Still, it seems the value of an out in terms of getting the inning over greatly outweighs any consideration of which baserunners are stranded.  That third out eliminates any chance of one team to score runs and gives the other team a chance to score runs, which they didn’t have before.

If baseball ran according to a clock, or each team took a certain number at bats each inning regardless of the number of outs, then the main value of an out would likely be to stop the baserunner from advancing.  It would be a very different game.  Even then, the out would take time off the clock or use up an at-bat.

Ed: I have no idea what your point is.  Do you have a question that I can answer?

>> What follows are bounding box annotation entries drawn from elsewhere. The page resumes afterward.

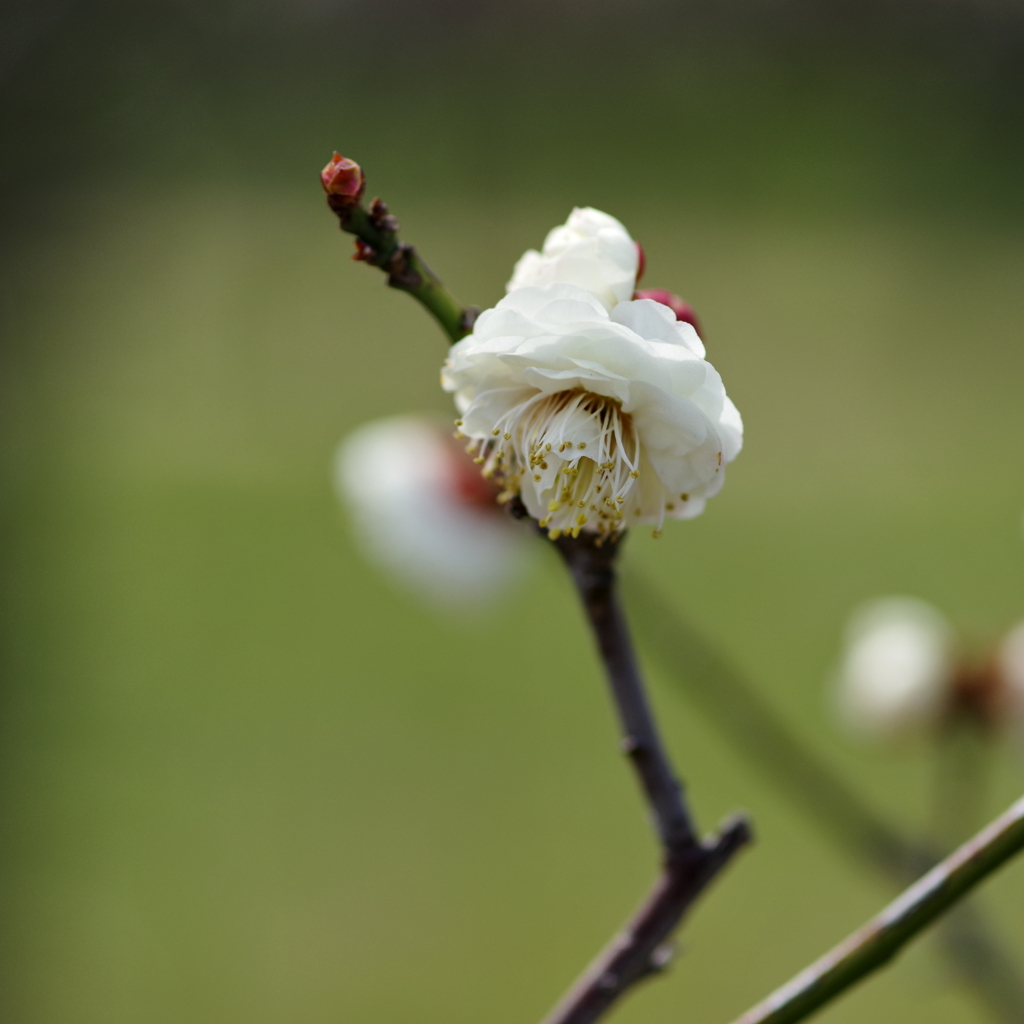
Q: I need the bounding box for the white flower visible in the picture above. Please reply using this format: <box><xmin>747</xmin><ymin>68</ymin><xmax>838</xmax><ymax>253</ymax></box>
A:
<box><xmin>441</xmin><ymin>285</ymin><xmax>742</xmax><ymax>538</ymax></box>
<box><xmin>839</xmin><ymin>597</ymin><xmax>955</xmax><ymax>735</ymax></box>
<box><xmin>506</xmin><ymin>207</ymin><xmax>640</xmax><ymax>309</ymax></box>
<box><xmin>335</xmin><ymin>416</ymin><xmax>530</xmax><ymax>605</ymax></box>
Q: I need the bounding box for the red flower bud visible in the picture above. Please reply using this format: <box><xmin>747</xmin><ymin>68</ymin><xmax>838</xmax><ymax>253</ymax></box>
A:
<box><xmin>633</xmin><ymin>288</ymin><xmax>700</xmax><ymax>334</ymax></box>
<box><xmin>321</xmin><ymin>153</ymin><xmax>367</xmax><ymax>206</ymax></box>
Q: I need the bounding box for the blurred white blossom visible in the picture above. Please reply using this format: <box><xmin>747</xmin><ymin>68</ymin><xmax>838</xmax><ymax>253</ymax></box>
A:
<box><xmin>839</xmin><ymin>597</ymin><xmax>955</xmax><ymax>735</ymax></box>
<box><xmin>506</xmin><ymin>207</ymin><xmax>640</xmax><ymax>309</ymax></box>
<box><xmin>335</xmin><ymin>416</ymin><xmax>532</xmax><ymax>607</ymax></box>
<box><xmin>996</xmin><ymin>623</ymin><xmax>1024</xmax><ymax>728</ymax></box>
<box><xmin>441</xmin><ymin>284</ymin><xmax>742</xmax><ymax>538</ymax></box>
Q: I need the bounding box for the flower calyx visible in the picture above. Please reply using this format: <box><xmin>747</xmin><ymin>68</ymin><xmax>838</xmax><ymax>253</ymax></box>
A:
<box><xmin>633</xmin><ymin>286</ymin><xmax>700</xmax><ymax>334</ymax></box>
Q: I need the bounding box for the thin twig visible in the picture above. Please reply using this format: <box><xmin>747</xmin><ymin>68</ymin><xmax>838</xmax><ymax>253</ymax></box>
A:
<box><xmin>627</xmin><ymin>573</ymin><xmax>1024</xmax><ymax>1024</ymax></box>
<box><xmin>734</xmin><ymin>798</ymin><xmax>1024</xmax><ymax>1024</ymax></box>
<box><xmin>545</xmin><ymin>534</ymin><xmax>752</xmax><ymax>1024</ymax></box>
<box><xmin>321</xmin><ymin>154</ymin><xmax>479</xmax><ymax>342</ymax></box>
<box><xmin>627</xmin><ymin>575</ymin><xmax>939</xmax><ymax>885</ymax></box>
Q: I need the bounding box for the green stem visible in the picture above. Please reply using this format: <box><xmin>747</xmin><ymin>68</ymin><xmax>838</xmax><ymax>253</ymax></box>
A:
<box><xmin>328</xmin><ymin>196</ymin><xmax>479</xmax><ymax>343</ymax></box>
<box><xmin>734</xmin><ymin>798</ymin><xmax>1024</xmax><ymax>1024</ymax></box>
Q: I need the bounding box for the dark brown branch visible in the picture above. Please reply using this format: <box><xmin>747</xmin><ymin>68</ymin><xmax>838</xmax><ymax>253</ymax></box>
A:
<box><xmin>735</xmin><ymin>799</ymin><xmax>1024</xmax><ymax>1024</ymax></box>
<box><xmin>545</xmin><ymin>535</ymin><xmax>752</xmax><ymax>1024</ymax></box>
<box><xmin>628</xmin><ymin>575</ymin><xmax>1024</xmax><ymax>1024</ymax></box>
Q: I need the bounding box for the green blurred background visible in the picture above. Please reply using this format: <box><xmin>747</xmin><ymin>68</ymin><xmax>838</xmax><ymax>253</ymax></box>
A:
<box><xmin>0</xmin><ymin>0</ymin><xmax>1024</xmax><ymax>1024</ymax></box>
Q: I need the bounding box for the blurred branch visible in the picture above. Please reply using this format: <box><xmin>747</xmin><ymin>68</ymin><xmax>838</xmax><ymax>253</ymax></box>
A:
<box><xmin>545</xmin><ymin>534</ymin><xmax>752</xmax><ymax>1024</ymax></box>
<box><xmin>627</xmin><ymin>577</ymin><xmax>1024</xmax><ymax>1024</ymax></box>
<box><xmin>735</xmin><ymin>798</ymin><xmax>1024</xmax><ymax>1024</ymax></box>
<box><xmin>627</xmin><ymin>577</ymin><xmax>925</xmax><ymax>885</ymax></box>
<box><xmin>321</xmin><ymin>153</ymin><xmax>479</xmax><ymax>342</ymax></box>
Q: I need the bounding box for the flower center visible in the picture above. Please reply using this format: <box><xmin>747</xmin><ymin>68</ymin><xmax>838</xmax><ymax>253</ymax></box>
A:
<box><xmin>467</xmin><ymin>388</ymin><xmax>640</xmax><ymax>540</ymax></box>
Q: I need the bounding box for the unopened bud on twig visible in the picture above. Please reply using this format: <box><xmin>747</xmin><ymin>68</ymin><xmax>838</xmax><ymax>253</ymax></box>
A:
<box><xmin>321</xmin><ymin>153</ymin><xmax>367</xmax><ymax>209</ymax></box>
<box><xmin>633</xmin><ymin>286</ymin><xmax>700</xmax><ymax>334</ymax></box>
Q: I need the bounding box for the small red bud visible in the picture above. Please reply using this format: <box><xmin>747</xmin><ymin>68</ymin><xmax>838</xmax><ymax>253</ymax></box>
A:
<box><xmin>321</xmin><ymin>153</ymin><xmax>367</xmax><ymax>206</ymax></box>
<box><xmin>633</xmin><ymin>288</ymin><xmax>700</xmax><ymax>334</ymax></box>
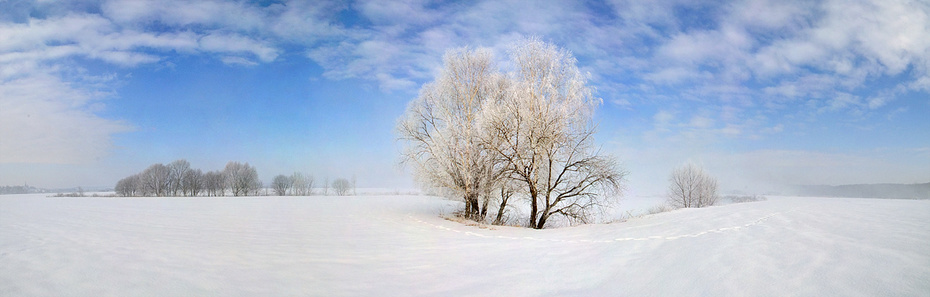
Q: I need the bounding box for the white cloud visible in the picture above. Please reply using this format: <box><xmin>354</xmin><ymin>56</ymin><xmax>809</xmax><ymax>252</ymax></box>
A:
<box><xmin>199</xmin><ymin>34</ymin><xmax>278</xmax><ymax>62</ymax></box>
<box><xmin>0</xmin><ymin>74</ymin><xmax>131</xmax><ymax>164</ymax></box>
<box><xmin>220</xmin><ymin>56</ymin><xmax>258</xmax><ymax>66</ymax></box>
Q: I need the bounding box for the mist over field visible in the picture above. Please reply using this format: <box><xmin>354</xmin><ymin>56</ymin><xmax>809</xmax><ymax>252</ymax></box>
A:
<box><xmin>0</xmin><ymin>0</ymin><xmax>930</xmax><ymax>296</ymax></box>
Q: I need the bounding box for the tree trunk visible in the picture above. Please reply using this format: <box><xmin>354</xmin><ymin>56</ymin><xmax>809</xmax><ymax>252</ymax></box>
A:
<box><xmin>494</xmin><ymin>189</ymin><xmax>511</xmax><ymax>225</ymax></box>
<box><xmin>530</xmin><ymin>187</ymin><xmax>539</xmax><ymax>228</ymax></box>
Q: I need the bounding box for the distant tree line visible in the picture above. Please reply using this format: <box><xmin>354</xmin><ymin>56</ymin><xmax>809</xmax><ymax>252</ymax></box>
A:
<box><xmin>114</xmin><ymin>159</ymin><xmax>262</xmax><ymax>197</ymax></box>
<box><xmin>114</xmin><ymin>159</ymin><xmax>355</xmax><ymax>197</ymax></box>
<box><xmin>271</xmin><ymin>172</ymin><xmax>356</xmax><ymax>196</ymax></box>
<box><xmin>0</xmin><ymin>185</ymin><xmax>47</xmax><ymax>195</ymax></box>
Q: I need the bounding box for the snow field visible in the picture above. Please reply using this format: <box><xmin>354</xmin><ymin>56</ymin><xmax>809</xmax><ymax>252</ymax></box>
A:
<box><xmin>0</xmin><ymin>195</ymin><xmax>930</xmax><ymax>296</ymax></box>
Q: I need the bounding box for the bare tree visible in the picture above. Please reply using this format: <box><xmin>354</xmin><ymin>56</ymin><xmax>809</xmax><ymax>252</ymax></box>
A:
<box><xmin>333</xmin><ymin>178</ymin><xmax>352</xmax><ymax>196</ymax></box>
<box><xmin>350</xmin><ymin>174</ymin><xmax>358</xmax><ymax>196</ymax></box>
<box><xmin>223</xmin><ymin>162</ymin><xmax>262</xmax><ymax>196</ymax></box>
<box><xmin>203</xmin><ymin>171</ymin><xmax>226</xmax><ymax>196</ymax></box>
<box><xmin>142</xmin><ymin>163</ymin><xmax>171</xmax><ymax>196</ymax></box>
<box><xmin>483</xmin><ymin>39</ymin><xmax>626</xmax><ymax>229</ymax></box>
<box><xmin>397</xmin><ymin>48</ymin><xmax>507</xmax><ymax>220</ymax></box>
<box><xmin>323</xmin><ymin>177</ymin><xmax>329</xmax><ymax>196</ymax></box>
<box><xmin>181</xmin><ymin>169</ymin><xmax>204</xmax><ymax>197</ymax></box>
<box><xmin>114</xmin><ymin>174</ymin><xmax>143</xmax><ymax>197</ymax></box>
<box><xmin>290</xmin><ymin>172</ymin><xmax>313</xmax><ymax>196</ymax></box>
<box><xmin>166</xmin><ymin>159</ymin><xmax>191</xmax><ymax>196</ymax></box>
<box><xmin>667</xmin><ymin>163</ymin><xmax>719</xmax><ymax>207</ymax></box>
<box><xmin>271</xmin><ymin>174</ymin><xmax>294</xmax><ymax>196</ymax></box>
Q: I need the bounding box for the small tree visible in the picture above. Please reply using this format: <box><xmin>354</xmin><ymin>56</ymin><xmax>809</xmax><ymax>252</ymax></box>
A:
<box><xmin>223</xmin><ymin>162</ymin><xmax>262</xmax><ymax>196</ymax></box>
<box><xmin>142</xmin><ymin>163</ymin><xmax>171</xmax><ymax>197</ymax></box>
<box><xmin>181</xmin><ymin>169</ymin><xmax>204</xmax><ymax>197</ymax></box>
<box><xmin>114</xmin><ymin>174</ymin><xmax>142</xmax><ymax>197</ymax></box>
<box><xmin>271</xmin><ymin>174</ymin><xmax>294</xmax><ymax>196</ymax></box>
<box><xmin>290</xmin><ymin>172</ymin><xmax>313</xmax><ymax>196</ymax></box>
<box><xmin>166</xmin><ymin>159</ymin><xmax>191</xmax><ymax>196</ymax></box>
<box><xmin>667</xmin><ymin>163</ymin><xmax>718</xmax><ymax>208</ymax></box>
<box><xmin>333</xmin><ymin>178</ymin><xmax>352</xmax><ymax>196</ymax></box>
<box><xmin>323</xmin><ymin>177</ymin><xmax>329</xmax><ymax>196</ymax></box>
<box><xmin>203</xmin><ymin>171</ymin><xmax>226</xmax><ymax>196</ymax></box>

Ben: “If using average run values leads to inaccurate estimates --- imagine a game with modified rules where having Matt Holliday and Albert Pujols together creates much more value than the sum of their individual contributions --- then linear weights is not working.  Even if the accounting is tight.”

I do not understand where you are going with a game with modified rules. You could use a simulator or theoretical team baseruns to come up with custom linear weight values for Holliday and Pujols. Obviously, the simulator would be better.

My question is why would anyone bother to incorporate who is on base when the out is made into the calculation of the value of the out.  Isn’t this an example of overthinking things?

Ed: you are probably not appreciating where I was going with this.

I was describing why the out has the negative value it does: it’s based on the “resetting” the bases at the end of the inning, as well as shortening the inning.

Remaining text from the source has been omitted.